10年後に起きるはずの出来事が形を変えて前倒しになったのか。それともこのような事がこれから何度もあるのだろうか……
しっかりしていると思われたい。強くなりたいと願っているのに……何もかも投げ出して泣き喚いてしまいたい。そんな自分も同時に存在していた。
「……ルーイ様、私死にたくないです。せっかく、ルーイ様のおかげで……」
『生き返ることができたのに……』そう続けようとした言葉は途中で遮られた。ルーイ様はしがみ付いている私を、その大きな体で包み込んだ。まるで彼に護られているようだった。
『死にたくない』これが私の中にある飾り立てない本心。

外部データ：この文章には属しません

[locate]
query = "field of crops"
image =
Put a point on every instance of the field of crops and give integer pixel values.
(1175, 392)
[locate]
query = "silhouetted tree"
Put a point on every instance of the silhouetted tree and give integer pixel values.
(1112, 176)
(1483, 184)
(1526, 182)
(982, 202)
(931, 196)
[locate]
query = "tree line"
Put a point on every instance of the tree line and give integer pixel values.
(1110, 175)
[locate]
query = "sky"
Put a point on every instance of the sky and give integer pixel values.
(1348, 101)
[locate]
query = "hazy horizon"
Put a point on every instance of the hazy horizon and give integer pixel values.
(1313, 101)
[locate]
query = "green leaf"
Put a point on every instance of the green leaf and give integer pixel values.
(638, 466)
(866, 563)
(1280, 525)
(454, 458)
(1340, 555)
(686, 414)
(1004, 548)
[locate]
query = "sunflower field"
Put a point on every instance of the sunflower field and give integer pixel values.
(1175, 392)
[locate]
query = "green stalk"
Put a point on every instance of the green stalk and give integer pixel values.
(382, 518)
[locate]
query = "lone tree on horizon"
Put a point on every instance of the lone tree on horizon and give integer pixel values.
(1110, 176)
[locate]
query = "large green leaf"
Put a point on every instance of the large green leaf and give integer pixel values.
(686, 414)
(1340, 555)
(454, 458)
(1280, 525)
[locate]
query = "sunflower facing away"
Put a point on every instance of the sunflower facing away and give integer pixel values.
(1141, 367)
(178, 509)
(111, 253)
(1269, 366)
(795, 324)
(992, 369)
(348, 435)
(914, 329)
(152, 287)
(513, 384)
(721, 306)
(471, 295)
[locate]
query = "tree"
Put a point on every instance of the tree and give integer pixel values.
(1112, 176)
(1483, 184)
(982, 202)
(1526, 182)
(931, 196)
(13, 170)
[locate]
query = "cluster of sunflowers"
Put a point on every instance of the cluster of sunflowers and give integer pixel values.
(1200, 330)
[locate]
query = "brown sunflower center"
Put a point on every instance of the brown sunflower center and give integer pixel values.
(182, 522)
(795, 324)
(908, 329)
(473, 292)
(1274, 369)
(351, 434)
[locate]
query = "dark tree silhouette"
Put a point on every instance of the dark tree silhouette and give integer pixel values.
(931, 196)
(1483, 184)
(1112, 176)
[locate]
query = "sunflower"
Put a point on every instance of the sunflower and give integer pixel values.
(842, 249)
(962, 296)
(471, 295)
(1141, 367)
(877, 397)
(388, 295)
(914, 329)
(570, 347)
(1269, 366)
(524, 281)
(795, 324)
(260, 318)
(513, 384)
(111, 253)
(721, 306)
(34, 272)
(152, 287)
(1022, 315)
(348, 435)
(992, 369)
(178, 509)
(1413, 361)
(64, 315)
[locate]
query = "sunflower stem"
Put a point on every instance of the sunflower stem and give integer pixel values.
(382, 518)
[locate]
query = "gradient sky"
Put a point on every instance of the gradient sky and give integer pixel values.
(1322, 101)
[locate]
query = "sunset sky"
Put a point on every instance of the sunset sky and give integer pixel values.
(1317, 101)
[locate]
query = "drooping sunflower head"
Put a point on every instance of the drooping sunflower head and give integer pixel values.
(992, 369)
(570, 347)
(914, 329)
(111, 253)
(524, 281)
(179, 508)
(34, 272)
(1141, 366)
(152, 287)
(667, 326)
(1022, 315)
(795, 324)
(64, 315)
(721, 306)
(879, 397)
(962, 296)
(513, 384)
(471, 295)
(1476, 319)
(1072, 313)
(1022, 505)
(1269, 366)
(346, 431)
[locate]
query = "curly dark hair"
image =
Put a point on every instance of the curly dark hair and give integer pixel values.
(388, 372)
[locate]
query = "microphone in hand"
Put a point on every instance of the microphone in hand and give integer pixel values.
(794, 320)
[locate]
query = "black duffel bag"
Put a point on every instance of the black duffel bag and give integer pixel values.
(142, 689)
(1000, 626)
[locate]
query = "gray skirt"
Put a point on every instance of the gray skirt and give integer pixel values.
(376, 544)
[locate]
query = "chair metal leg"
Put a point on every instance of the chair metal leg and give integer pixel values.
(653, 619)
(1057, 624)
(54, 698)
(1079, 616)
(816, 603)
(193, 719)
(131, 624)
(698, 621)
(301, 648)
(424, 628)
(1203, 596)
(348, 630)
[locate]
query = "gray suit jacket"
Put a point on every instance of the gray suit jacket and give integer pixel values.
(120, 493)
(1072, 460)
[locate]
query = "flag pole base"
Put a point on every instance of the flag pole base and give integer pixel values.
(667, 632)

レオンやリズ……『とまり木』のみんな……彼らにも充分本音で接していたつもりだったけど、無意識に虚勢を張っていたのだと思い知らされた。そして、ルーイ様はそんな私の胸の内をこんなにもあっさりと引きずり出してしまったのだ。
「クレハ、お前は強くなったよ。初めて会った時とは全然違う。でもね……だからと言って弱音を吐いちゃいけないってわけじゃないんだよ。我慢しなくていい。時にはこんな風に仲間に寄りかかってもいいんだ。それに……」
未来は変えられる……大丈夫。
最後の台詞は私にしか聞こえないような小さな声で告げられた。目頭が熱くなる。未来は変わる……それは、私が一番欲しい言葉だった。